- Born: September 1953
- Died: October 16, 2024 (aged 71) New Milford, New Jersey, U.S.
- Occupation: Writer
- Notable work: Kate & Allie
- Children: 2

= Sherry Coben =

American screenwriter (1953–2024)

Sherry Coben (September 1953 – October 16, 2024) was an American writer who created the 1980s situation comedy Kate & Allie and the webseries Little Women, Big Cars.

==Early life==
Coben was born in September 1953. She grew up in Cherry Hill, New Jersey, and attended Cherry Hill High School West, graduating in 1971. She attended both Swarthmore College and Cornell University.

==Career==
Coben started her media career in the art department at KYW-TV. Her first TV writing work was on the 1979-1980 children's show Hot Hero Sandwich, for which she received an Emmy Award. She then wrote for Ryan's Hope before selling her first pilot script, which became the series Kate & Allie.
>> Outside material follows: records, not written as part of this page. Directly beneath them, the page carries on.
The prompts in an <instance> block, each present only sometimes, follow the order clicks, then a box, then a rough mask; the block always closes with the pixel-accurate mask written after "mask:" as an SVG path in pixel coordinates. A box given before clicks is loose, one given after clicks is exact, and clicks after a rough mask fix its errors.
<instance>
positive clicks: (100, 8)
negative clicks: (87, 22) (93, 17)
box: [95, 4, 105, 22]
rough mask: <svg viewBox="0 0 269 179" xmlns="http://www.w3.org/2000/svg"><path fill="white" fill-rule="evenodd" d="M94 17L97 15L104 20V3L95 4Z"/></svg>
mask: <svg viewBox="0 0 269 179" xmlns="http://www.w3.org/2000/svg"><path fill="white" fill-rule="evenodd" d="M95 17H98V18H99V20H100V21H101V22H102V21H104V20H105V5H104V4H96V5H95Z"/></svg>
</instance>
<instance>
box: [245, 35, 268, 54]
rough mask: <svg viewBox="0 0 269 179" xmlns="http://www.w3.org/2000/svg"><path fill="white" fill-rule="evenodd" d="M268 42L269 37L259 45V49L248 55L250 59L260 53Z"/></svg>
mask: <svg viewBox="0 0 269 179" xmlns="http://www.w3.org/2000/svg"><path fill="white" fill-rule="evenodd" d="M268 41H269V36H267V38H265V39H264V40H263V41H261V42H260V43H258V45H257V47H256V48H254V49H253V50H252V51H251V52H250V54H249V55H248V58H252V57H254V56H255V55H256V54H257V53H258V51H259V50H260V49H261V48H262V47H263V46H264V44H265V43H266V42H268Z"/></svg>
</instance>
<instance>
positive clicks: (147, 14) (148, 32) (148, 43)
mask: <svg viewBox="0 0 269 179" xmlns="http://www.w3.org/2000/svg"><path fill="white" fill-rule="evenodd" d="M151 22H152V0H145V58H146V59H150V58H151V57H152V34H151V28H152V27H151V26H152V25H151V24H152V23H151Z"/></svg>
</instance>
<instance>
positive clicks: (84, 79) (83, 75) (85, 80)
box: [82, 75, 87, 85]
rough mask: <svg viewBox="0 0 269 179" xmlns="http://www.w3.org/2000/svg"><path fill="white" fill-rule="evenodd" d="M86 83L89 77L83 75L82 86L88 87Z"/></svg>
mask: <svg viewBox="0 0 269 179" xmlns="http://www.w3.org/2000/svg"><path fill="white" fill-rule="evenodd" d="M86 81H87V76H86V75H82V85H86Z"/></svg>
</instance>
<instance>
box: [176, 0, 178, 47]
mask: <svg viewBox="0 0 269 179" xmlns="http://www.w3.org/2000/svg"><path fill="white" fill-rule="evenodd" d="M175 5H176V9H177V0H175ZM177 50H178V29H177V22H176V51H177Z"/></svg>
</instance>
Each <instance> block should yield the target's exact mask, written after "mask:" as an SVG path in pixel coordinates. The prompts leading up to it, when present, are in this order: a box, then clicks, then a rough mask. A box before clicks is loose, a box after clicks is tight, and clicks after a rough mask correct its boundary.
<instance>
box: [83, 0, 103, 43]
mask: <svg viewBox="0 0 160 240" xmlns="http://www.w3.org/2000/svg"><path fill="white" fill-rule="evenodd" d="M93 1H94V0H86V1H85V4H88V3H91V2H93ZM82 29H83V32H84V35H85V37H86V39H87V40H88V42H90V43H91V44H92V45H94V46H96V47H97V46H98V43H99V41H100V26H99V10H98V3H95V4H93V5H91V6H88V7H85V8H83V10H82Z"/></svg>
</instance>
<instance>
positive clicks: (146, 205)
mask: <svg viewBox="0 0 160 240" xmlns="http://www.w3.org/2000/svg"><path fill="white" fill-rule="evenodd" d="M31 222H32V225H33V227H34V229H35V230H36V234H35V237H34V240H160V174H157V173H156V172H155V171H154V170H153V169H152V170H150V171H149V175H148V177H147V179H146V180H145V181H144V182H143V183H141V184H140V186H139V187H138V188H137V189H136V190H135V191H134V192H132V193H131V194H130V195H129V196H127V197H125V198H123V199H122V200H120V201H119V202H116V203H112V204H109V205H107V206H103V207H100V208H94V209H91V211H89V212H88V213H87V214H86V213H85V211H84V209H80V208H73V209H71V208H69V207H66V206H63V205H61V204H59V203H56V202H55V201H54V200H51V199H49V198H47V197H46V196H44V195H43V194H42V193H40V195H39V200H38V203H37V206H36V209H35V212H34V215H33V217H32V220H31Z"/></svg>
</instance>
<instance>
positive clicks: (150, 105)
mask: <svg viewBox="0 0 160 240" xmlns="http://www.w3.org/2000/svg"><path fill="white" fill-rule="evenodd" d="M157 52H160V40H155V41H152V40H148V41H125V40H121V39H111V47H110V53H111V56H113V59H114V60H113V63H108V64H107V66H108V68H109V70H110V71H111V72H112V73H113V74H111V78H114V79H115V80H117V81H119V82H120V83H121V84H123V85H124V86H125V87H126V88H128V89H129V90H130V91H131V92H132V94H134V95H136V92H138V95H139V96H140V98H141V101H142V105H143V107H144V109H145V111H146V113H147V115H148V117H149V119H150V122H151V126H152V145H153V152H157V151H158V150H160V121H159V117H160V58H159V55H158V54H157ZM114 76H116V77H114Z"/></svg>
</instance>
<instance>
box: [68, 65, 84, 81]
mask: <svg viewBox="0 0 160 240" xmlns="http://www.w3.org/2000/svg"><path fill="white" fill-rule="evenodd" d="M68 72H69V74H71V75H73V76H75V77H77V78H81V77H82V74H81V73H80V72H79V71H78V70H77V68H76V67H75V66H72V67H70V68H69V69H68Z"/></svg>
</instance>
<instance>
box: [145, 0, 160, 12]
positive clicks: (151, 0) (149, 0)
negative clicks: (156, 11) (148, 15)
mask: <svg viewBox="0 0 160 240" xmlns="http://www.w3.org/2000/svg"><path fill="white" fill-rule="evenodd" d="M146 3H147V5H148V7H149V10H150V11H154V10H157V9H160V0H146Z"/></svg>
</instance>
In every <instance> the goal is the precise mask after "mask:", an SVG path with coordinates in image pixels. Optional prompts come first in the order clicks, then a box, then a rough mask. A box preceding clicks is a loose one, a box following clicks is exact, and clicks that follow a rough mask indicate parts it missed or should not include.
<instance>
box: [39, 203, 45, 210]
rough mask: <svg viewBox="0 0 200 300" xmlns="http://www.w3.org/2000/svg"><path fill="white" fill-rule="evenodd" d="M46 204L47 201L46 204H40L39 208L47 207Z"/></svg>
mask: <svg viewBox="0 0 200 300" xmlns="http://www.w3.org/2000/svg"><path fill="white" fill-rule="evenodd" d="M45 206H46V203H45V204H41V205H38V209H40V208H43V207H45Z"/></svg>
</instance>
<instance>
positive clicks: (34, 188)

==Personal life and death==
Coben married film editor Pat McMahon. Their long-distance relationship inspired Coben's second pilot, Love Long Distance, about a couple divided between Philadelphia and New York City; the pilot was shot but not picked up for a series.

Coben died from cancer at her home in New Milford, New Jersey, on October 16, 2024, at the age of 71.